¡Hijos!

Así que ya no eres esclavo, sino hijo; y si hijo, también heredero de Dios por medio de Cristo. Gálatas 4:7.

La mente pecaminosa del ser humano ha desfigurado el carácter divino. La tradición le ha hecho creer que Dios es un ser de rostro serio y ceño fruncido, sentado en su trono de santidad con una vara en la mano, vigilan­do y esperando obediencia estricta de sus vasallos.

“Inclínate delante de él, como el esclavo delante de su señor”, le ha orde­nado durante siglos. Y el ser humano lo ha creído, y ha vivido con miedo de Dios. Ha tratado de aplacar la ira de su “señor” con penitencias, peregrina­ciones y sacrificios. Se ha arrastrado delante de él, como criatura indigna. Ha cargado el fardo horrible de la religiosidad desprovista de gracia.

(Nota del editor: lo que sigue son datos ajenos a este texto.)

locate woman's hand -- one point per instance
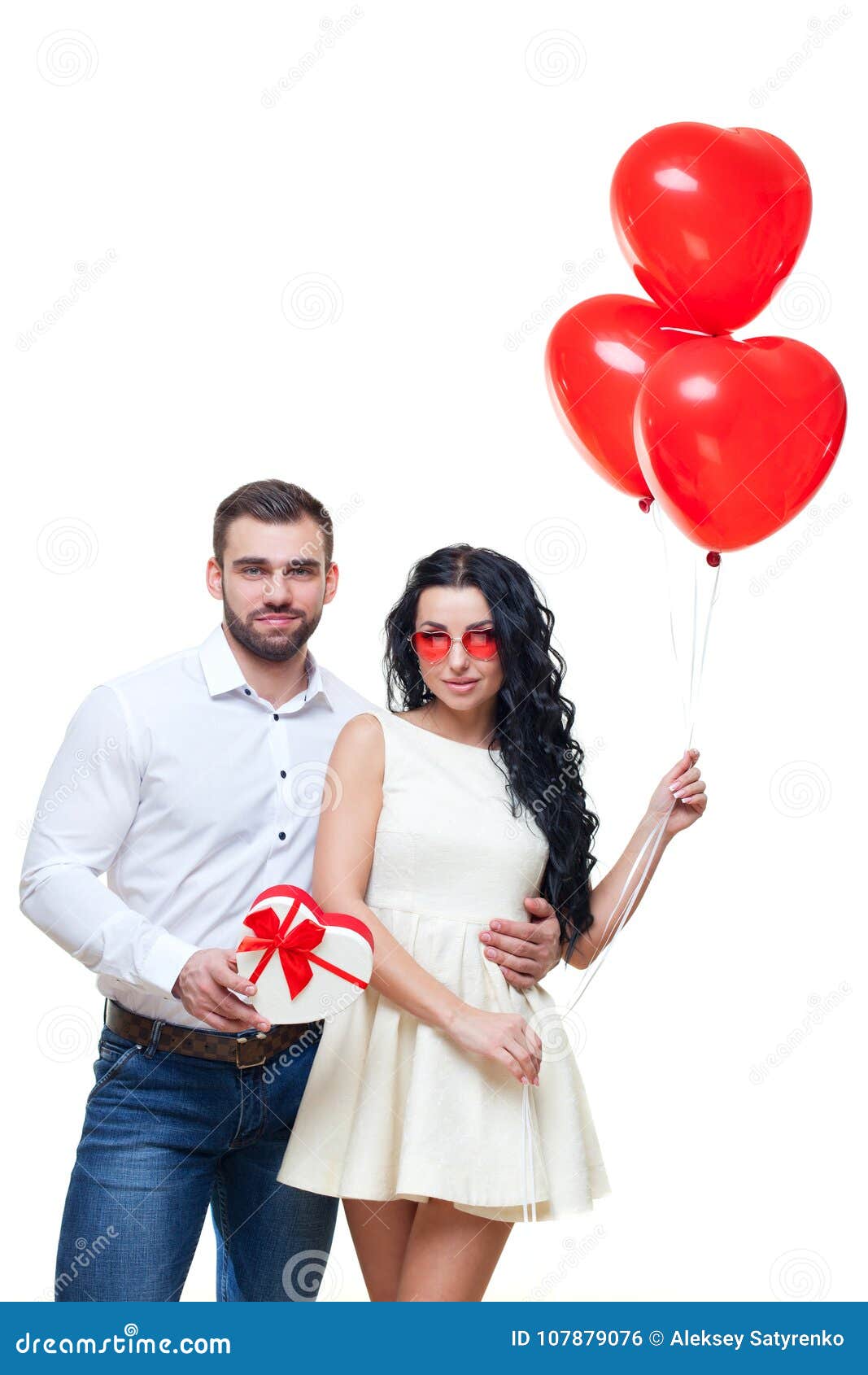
(687, 787)
(499, 1036)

Lo peor que el pecado consiguió fue desfigurar el amor divino; preséntate a Dios como un ser rencoroso y vengativo. Te hace huir, esconderte, anularte; como Adán y Eva en el Jardín del Edén después del pecado. Deses­perados, vacíos, desnudos y ridículos; e intentando cubrir su desnudez con miserables hojas de higuera. Aquella triste tarde, Dios se presentó en el Jar­dín buscando al hijo amado, pero el pecado gritaba a los oídos de este: “no eres hijo, eres esclavo”.

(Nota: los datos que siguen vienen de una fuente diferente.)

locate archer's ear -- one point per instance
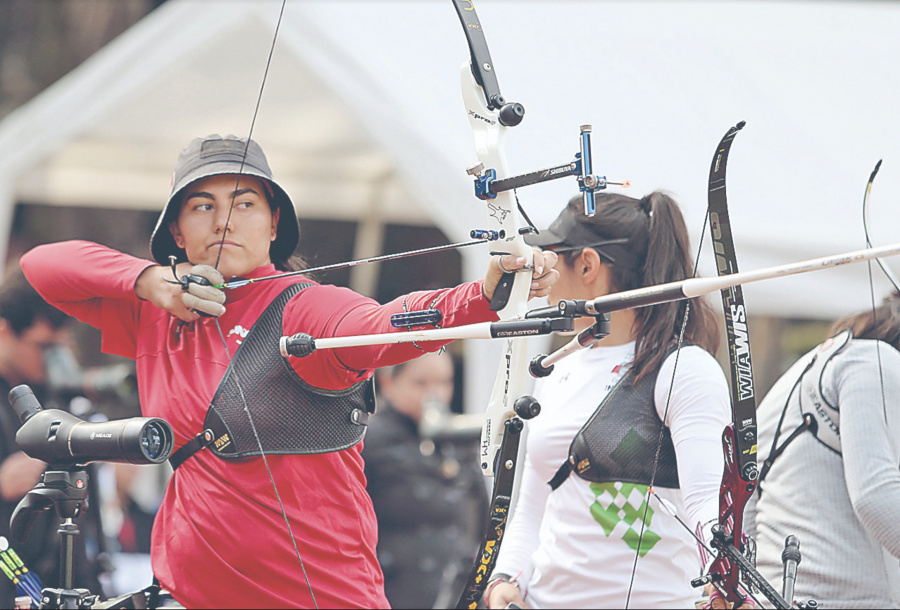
(589, 265)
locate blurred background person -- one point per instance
(829, 449)
(429, 495)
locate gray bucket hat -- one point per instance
(215, 155)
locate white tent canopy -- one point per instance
(362, 118)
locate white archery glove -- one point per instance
(202, 298)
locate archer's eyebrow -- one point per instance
(206, 195)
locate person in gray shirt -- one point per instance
(829, 449)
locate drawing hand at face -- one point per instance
(201, 297)
(543, 274)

Tal vez, sí; seguramente que sí. Pero, no esclavo de Dios: esclavo del ene­migo de Dios. Castigado impiadosamente por el peor verdugo que alguien pueda tener: la conciencia tergiversada por el pecado.

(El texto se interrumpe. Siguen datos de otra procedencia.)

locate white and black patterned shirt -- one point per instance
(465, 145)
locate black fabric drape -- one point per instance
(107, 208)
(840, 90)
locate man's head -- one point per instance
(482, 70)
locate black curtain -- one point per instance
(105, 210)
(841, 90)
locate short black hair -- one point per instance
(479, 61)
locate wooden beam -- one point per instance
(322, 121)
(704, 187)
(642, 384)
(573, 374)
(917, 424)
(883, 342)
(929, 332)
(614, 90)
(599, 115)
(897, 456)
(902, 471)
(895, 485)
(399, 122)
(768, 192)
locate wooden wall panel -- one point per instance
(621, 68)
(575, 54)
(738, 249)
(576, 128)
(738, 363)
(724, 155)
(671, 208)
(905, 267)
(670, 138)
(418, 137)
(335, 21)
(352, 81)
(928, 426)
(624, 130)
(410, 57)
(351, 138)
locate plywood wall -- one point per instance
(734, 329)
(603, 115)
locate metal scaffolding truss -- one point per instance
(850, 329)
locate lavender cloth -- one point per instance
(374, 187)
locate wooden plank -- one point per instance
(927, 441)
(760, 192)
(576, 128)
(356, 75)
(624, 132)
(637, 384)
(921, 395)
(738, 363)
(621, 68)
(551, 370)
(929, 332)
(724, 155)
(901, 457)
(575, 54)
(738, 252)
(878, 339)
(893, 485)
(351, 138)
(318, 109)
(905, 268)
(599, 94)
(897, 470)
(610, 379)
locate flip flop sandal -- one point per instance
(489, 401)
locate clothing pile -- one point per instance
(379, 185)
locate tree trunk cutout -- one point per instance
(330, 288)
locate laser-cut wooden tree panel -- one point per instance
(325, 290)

El versículo de hoy, sin embargo, trae la más extraordinaria noticia que alguien pudiera recibir: ya no eres esclavo de nadie; no necesitas serlo: el Señor Jesús pagó el precio de tu rescate. Si crees en la promesa divina, pa­sas a ser hijo, heredero de la promesa. Tus culpas han sido perdonadas; no necesitas vivir huyendo ni escondiéndote. El Señor Jesús te da el derecho de reclamar la promesa y de vivir como hijo del Rey, príncipe en el vasto uni­verso de Dios.

Por eso, hoy, ¡yergue la cabeza! Deja que el Sol de justicia ilumine la pe­numbra de tu ser. No tienes que vivir como si le debieses algo a la vida; no existe motivo para que te sientas esclavo. El Señor Jesús cargó el peso de tu culpa en el Calvario y te libertó. “Así que ya no eres esclavo, sino hijo; y si hijo, también heredero de Dios por medio de Cristo”.